LEVEL: BEGINNER
When investors look to buy and sell shares, they need to consider how commissions can eat into their profits–and augment their losses. This is particularly true in small-scale trades and with brokerages that charge higher commissions.
Commissions are one of the reasons why big investors can make money more easily than smaller investors. Most assets will fluctuate in price by 0.1% or 0.2% during a trading day. Big investors can profit from these fluctuations with a strategy called high-frequency trading, but smaller investors cannot replicate these gains as easily because commissions eat into the gains.
All investors need to calculate the impact that commissions have on their profits before buying or selling an asset. This involves knowing how different brokerages charge for trades as well as what commissions are charged for different types of trades. On the Zolio platform, the commission charge will be 0.45 cents per share.
Types of Commissions
Different brokers will charge different commissions, and these will make up a varying portion of the brokerage’s total revenue. Full-service brokerages earn most of their profits from commissions, and their fees are usually the highest of all types of brokers. This is because they offer advice on which assets their clients should buy and sell, and they charge a fee for that expertise.

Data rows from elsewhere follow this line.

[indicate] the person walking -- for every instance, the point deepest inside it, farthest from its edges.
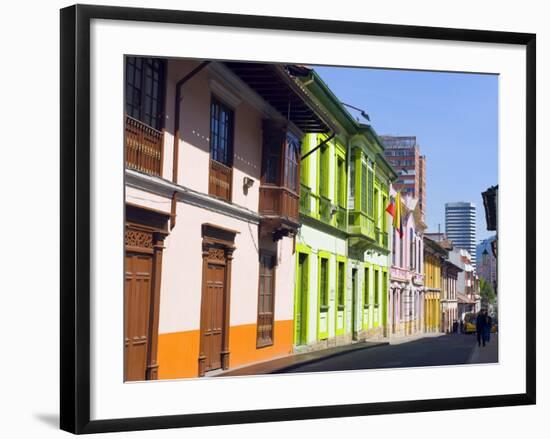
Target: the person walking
(481, 324)
(488, 327)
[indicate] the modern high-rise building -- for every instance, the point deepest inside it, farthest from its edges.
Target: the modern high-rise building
(460, 226)
(403, 153)
(487, 261)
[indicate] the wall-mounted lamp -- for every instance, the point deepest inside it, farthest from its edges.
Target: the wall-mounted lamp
(247, 184)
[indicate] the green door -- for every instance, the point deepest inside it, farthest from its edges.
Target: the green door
(300, 311)
(354, 303)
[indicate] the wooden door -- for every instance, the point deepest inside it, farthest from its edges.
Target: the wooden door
(300, 317)
(213, 327)
(137, 311)
(266, 303)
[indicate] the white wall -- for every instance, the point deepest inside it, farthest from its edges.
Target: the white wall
(30, 35)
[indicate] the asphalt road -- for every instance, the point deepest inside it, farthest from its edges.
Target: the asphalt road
(430, 351)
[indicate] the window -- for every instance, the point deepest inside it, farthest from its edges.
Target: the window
(266, 290)
(351, 201)
(304, 171)
(376, 209)
(280, 145)
(394, 237)
(366, 289)
(376, 287)
(370, 189)
(412, 253)
(341, 284)
(384, 283)
(364, 188)
(145, 90)
(384, 215)
(221, 133)
(292, 160)
(323, 284)
(401, 250)
(323, 171)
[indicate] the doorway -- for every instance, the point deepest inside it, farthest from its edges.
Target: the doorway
(354, 303)
(300, 314)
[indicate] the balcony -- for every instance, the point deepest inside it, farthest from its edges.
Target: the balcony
(361, 224)
(143, 147)
(220, 179)
(340, 218)
(325, 209)
(362, 231)
(305, 200)
(279, 202)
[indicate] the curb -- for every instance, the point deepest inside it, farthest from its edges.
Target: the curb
(315, 360)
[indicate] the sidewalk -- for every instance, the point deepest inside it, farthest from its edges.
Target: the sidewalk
(281, 364)
(413, 337)
(487, 354)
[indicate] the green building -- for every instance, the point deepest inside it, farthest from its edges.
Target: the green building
(342, 248)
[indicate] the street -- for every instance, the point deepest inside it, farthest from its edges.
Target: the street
(446, 350)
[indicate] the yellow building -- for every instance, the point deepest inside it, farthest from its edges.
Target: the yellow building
(434, 256)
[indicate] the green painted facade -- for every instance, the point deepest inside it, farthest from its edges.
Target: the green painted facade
(342, 246)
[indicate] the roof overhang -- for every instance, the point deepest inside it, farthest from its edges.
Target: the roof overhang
(283, 91)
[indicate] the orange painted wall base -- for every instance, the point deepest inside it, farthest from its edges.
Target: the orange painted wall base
(178, 352)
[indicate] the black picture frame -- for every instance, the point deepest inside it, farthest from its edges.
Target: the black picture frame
(75, 217)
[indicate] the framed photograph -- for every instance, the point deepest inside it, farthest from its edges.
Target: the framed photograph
(277, 218)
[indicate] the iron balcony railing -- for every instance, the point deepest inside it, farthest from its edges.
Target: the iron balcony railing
(305, 199)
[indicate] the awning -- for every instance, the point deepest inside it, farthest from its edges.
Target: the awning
(277, 85)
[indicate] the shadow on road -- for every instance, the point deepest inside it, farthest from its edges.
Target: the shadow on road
(447, 350)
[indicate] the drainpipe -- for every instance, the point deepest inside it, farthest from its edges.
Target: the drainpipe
(177, 106)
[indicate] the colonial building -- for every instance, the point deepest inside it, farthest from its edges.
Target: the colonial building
(342, 246)
(434, 256)
(212, 199)
(406, 295)
(449, 299)
(468, 299)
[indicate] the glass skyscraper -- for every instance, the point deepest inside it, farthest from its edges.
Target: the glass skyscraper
(460, 226)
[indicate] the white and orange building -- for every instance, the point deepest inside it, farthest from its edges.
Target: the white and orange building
(212, 210)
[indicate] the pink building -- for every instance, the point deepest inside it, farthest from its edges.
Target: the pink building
(406, 293)
(212, 196)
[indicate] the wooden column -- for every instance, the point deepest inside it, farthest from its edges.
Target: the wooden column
(158, 247)
(227, 302)
(202, 357)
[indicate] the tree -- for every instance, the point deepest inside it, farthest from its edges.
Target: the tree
(486, 292)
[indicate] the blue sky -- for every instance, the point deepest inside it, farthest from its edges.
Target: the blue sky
(454, 117)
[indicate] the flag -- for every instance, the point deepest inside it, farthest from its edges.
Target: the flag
(391, 207)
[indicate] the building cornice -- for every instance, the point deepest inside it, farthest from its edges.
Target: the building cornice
(165, 188)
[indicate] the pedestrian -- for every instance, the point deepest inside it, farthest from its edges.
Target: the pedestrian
(481, 324)
(488, 327)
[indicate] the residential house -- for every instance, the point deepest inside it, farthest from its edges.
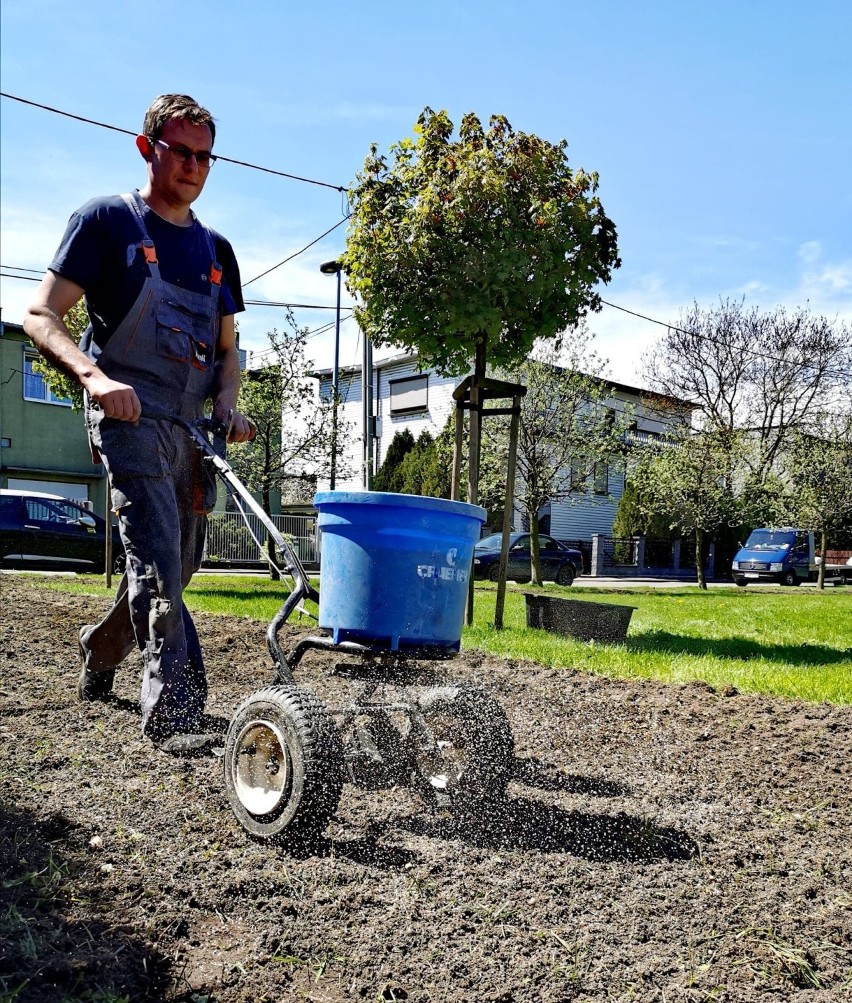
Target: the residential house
(403, 396)
(42, 439)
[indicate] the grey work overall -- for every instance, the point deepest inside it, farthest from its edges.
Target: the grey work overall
(165, 350)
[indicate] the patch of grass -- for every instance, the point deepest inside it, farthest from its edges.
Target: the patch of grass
(785, 643)
(775, 957)
(791, 643)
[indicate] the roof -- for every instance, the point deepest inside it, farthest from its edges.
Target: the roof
(652, 395)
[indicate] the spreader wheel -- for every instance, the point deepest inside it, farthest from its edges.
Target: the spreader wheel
(283, 765)
(461, 744)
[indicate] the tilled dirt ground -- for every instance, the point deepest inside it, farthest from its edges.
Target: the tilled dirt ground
(656, 843)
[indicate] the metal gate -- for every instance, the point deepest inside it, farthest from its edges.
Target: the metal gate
(229, 541)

Fees can run approximately $150 per trade with a full-service broker, so investors will need to earn at least that much just to break even. This means an investment of $10,000 would have to gain 1.5% in value just to pay for the commissions. Full-service brokerages also charge maintenance fees, which can cost over $10 per month just to keep an account active.

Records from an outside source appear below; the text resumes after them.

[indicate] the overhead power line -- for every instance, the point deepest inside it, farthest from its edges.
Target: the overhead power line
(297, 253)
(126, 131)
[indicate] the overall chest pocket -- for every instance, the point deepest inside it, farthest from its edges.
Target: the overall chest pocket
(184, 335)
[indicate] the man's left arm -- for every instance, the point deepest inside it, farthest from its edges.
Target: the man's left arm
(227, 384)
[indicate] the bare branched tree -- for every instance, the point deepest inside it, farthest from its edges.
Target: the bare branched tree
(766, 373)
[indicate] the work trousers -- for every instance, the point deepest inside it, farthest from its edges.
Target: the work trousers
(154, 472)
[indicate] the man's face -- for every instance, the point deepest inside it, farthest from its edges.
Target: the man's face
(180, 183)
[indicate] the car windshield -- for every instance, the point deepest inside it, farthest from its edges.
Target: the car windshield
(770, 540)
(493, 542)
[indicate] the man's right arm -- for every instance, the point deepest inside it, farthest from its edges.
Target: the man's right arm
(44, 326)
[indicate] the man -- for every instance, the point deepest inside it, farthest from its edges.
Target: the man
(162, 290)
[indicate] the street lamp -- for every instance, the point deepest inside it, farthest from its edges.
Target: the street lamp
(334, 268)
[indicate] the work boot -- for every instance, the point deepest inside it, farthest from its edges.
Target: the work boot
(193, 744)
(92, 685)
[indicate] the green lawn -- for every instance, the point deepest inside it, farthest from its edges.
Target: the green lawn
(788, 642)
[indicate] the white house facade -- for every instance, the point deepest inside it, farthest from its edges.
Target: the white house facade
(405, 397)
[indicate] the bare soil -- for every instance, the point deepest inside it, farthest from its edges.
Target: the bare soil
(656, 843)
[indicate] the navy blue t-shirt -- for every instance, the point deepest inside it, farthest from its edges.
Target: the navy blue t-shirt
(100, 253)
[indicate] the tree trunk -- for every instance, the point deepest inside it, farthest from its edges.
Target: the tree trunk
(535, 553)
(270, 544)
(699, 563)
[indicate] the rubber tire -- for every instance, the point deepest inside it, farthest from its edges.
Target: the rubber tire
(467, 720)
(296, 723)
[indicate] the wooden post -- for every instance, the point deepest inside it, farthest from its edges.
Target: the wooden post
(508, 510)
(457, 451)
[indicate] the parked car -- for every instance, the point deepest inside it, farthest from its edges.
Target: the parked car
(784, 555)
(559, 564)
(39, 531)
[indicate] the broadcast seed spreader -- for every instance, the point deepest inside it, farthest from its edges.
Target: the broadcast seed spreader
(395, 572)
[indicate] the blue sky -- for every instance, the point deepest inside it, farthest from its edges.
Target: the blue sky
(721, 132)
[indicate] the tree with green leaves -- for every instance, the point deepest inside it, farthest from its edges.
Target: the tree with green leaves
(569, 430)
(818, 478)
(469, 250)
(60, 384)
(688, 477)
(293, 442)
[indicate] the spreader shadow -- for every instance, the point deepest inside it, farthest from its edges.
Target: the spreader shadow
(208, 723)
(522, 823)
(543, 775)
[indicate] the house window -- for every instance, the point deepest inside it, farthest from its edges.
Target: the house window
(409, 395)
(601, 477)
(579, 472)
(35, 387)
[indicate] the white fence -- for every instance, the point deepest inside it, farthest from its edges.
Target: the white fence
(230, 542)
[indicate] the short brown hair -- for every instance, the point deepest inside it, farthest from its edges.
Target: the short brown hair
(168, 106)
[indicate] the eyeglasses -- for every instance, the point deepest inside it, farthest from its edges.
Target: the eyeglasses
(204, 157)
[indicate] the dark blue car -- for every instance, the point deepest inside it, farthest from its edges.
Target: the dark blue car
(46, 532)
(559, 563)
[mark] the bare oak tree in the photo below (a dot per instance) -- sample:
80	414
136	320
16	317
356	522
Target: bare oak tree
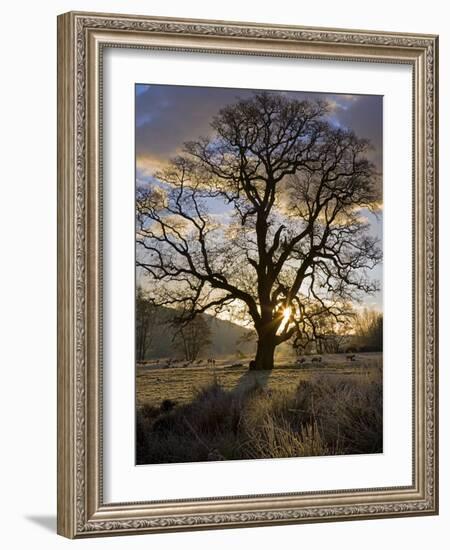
193	337
290	243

These high fees mean that many investors have turned to discount brokerages, which offer trades for $7.50-$10.00 or less per transaction. Discount brokers also charge no maintenance fee, and have lower minimums than full-service brokerages. In exchange for the lower price, investors choose their own stocks–discount brokers offer little guidance, and make no investment recommendations to clients. This means customers of discount brokers are in charge of making their own investment decisions. Still, investors are attracted to this low-cost option, since a $10,000 investment only needs to appreciate by 0.15% to make up for the cost of a $15 commission, assuming it costs $7.50 to buy and sell the asset.
Avoiding Commissions
Investors can avoid commissions thanks to some partnerships between ETF issuers and select brokerages. This means investors can buy and sell “commission-free” ETFs with a particular brokerage. This freebie usually has some strings attached, such as a minimum holding time or a minimum trade amount. (Participants on Zolio are charged the same uniform 0.45 for an ETF transaction as for a stock transaction.) Full-service brokers will also offer commission-free investing to some clients, provided they pay a maintenance fee typically around 1-2% of the account’s value. That’s hardly a discount, though. For an investor with $300,000 in an account, that fee will run to at least $3000 per year, or $250 per month.
In the end, commissions of some sort are an inevitability for most investors, so it is important to calculate the expected return on an investment after losses from commissions.